In vivo and in vitro incorporation of endogenous nucleotides by the energy-transducing ATPase of Streptococcus faecalis.

The soluble ATPase isolated from Streptococcus faecalis membranes containing tightly bound endogenous nucleotides do not exchange in the presence of ATP and Mg+2 added during the purification of the enzyme. In this paper the stoichiometry of endogenous nucleotides in the soluble ATPase obtained from (a) growing cells, (b) nongrowing glycolyzing cells, and (c) isolated cell membranes has been defined. The time course of incorporation was also studied in nongrowing, glycolyzing cells and isolated cell membranes.
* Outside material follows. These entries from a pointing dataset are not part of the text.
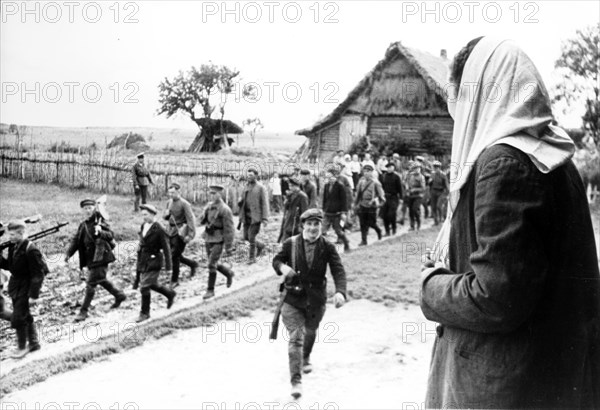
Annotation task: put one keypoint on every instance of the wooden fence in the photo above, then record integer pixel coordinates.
(109, 172)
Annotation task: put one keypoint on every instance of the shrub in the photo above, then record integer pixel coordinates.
(431, 141)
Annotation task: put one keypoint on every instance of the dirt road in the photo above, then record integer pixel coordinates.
(366, 356)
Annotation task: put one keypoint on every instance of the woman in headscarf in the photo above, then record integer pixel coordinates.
(515, 286)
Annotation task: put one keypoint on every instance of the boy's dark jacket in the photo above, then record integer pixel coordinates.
(150, 257)
(313, 278)
(27, 268)
(94, 250)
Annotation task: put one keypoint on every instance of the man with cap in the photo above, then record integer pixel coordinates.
(181, 230)
(154, 251)
(218, 236)
(426, 172)
(303, 260)
(416, 190)
(254, 211)
(438, 187)
(27, 267)
(338, 159)
(392, 186)
(369, 196)
(141, 178)
(296, 202)
(335, 206)
(94, 241)
(309, 188)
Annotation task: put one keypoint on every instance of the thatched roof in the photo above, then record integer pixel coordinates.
(229, 127)
(432, 69)
(129, 141)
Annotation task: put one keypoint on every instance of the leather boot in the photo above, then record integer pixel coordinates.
(168, 293)
(32, 336)
(296, 390)
(21, 349)
(146, 298)
(136, 282)
(85, 306)
(119, 296)
(228, 273)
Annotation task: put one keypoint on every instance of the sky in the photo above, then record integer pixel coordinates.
(71, 63)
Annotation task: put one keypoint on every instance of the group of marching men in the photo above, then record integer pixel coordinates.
(366, 191)
(303, 258)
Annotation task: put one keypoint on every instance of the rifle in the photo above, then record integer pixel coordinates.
(37, 235)
(283, 290)
(29, 220)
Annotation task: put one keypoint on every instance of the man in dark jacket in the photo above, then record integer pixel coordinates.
(392, 186)
(303, 310)
(254, 211)
(27, 268)
(309, 188)
(519, 304)
(93, 242)
(416, 190)
(369, 196)
(438, 188)
(154, 251)
(295, 204)
(181, 230)
(218, 237)
(335, 206)
(141, 179)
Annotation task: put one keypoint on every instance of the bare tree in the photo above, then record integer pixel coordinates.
(579, 64)
(196, 90)
(252, 125)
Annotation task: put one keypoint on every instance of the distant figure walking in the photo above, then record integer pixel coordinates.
(141, 179)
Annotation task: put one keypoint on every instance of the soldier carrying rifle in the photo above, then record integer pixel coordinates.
(296, 202)
(94, 241)
(303, 260)
(218, 237)
(27, 268)
(154, 249)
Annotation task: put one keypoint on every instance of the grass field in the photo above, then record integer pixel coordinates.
(159, 139)
(61, 204)
(382, 272)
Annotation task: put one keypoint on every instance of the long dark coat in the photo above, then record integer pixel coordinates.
(27, 267)
(519, 307)
(295, 205)
(94, 250)
(312, 277)
(150, 257)
(334, 198)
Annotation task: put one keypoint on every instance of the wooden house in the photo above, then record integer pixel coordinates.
(402, 95)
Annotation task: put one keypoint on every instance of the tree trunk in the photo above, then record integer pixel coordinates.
(204, 141)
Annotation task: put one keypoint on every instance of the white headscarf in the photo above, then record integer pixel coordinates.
(502, 100)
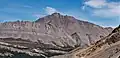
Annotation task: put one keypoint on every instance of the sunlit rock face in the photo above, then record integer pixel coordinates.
(53, 34)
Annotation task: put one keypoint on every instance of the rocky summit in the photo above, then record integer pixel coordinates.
(50, 36)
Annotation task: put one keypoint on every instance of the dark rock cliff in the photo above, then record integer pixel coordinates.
(50, 35)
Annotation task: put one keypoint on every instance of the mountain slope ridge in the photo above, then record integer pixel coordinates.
(53, 34)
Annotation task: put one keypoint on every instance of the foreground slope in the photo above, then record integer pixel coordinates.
(51, 35)
(108, 47)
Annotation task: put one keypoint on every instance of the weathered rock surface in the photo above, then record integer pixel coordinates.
(107, 47)
(51, 35)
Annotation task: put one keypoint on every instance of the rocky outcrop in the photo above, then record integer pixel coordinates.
(107, 47)
(51, 35)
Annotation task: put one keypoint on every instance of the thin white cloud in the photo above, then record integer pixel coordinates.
(38, 15)
(104, 8)
(27, 6)
(96, 3)
(50, 10)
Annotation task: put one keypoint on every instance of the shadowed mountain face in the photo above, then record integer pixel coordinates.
(51, 35)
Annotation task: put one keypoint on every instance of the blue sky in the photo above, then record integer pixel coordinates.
(101, 12)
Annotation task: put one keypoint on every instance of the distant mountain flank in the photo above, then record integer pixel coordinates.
(51, 35)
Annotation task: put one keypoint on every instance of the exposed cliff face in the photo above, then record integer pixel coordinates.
(54, 34)
(107, 47)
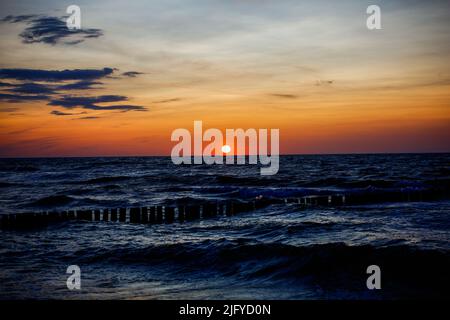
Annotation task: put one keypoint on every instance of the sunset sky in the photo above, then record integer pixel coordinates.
(137, 70)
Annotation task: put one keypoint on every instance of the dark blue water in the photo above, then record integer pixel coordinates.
(282, 251)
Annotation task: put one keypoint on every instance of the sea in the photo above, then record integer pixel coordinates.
(280, 251)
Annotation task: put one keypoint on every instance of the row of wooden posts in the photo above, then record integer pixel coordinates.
(180, 213)
(156, 214)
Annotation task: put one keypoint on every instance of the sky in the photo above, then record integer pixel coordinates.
(137, 70)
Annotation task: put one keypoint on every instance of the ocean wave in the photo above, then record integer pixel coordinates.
(334, 265)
In all cases, 1-2 mol of nucleotide was bound per mol of enzyme. Maximal incorporation required approximately 1 h at 38 degrees C. Incorporation of cytoplasmic nucleotide into the enzyme occurred by a process of slow exchange for bound nucleotide. N,N'-dicyclohexylcarbodiimide, which inhibits the membrane-bound ATPase and prevents generation of the protonmotive force, had no effect on incorporation of endogenous nucleotides in glycolyzing cells. Treatment of glycolyzing cells with gramicidin D plus K+, which dissipates the protonmotive force but has no effect on ATPase activity, did not inhibit incorporation of nucleotide. These results support the view that the slow exchange-incorporation of endogenous nucleotide(s) is independent of ATP hydrolysis and a protonmotive force. An in vitro system for the study of nucleotide binding at endogenous sites is described.